20170725 8k 2nd quarter and bylaws







UNITED STATES

SECURITIES AND EXCHANGE COMMISSION
Washington, D.C. 20549



FORM 8-K





CURRENT  REPORT
PURSUANT TO SECTION 13 OR 15(d) OF THE

SECURITIES EXCHANGE ACT OF 1934

Date of Report (Date of earliest event reported):  July 20, 2017

________________________

CRYOLIFE, INC.

(Exact name of registrant as specified in its charter)
_________________________





 

 

Florida

1-13165

59-2417093

(State or Other Jurisdiction
of Incorporation)

(Commission File Number)

(IRS Employer

Identification No.)



1655 Roberts Boulevard, N.W.,  Kennesaw,  Georgia  30144
(Address of principal executive office) (zip code)

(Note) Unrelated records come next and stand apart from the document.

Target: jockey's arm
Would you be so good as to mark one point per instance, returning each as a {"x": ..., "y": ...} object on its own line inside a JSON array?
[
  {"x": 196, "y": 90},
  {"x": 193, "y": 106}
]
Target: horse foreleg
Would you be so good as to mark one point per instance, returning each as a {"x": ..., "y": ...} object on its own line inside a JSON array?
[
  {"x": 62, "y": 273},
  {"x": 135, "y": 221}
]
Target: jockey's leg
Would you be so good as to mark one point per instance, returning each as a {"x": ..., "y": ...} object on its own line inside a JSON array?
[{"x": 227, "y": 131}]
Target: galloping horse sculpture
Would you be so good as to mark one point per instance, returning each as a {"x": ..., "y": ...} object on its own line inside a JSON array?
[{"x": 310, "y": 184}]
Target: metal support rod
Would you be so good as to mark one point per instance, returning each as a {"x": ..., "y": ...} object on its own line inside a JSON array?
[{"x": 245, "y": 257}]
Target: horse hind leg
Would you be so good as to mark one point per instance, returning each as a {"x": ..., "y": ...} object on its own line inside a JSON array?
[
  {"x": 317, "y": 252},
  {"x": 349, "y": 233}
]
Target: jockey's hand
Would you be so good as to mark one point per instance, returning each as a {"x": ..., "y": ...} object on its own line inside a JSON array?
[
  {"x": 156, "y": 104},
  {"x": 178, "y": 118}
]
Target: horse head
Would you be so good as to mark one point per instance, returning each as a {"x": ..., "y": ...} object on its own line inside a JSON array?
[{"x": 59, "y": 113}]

Registrant's telephone number, including area code: (770) 419-3355

_____________________________________________________________

(Former name or former address, if changed since last report)

_________________________



Check the appropriate box below if the Form 8-K filing is intended to simultaneously satisfy the filing obligation of the registrant under any of the following provisions (see General Instruction A.2. below):



Written communications pursuant to Rule 425 under the Securities Act (17 CFR 230.425)



Soliciting material pursuant to Rule 14a-12 under the Exchange Act (17 CFR 240.14a-12)



Pre-commencement communications pursuant to Rule 14d-2(b) under the Exchange Act (17 CFR 240.14d-2(b))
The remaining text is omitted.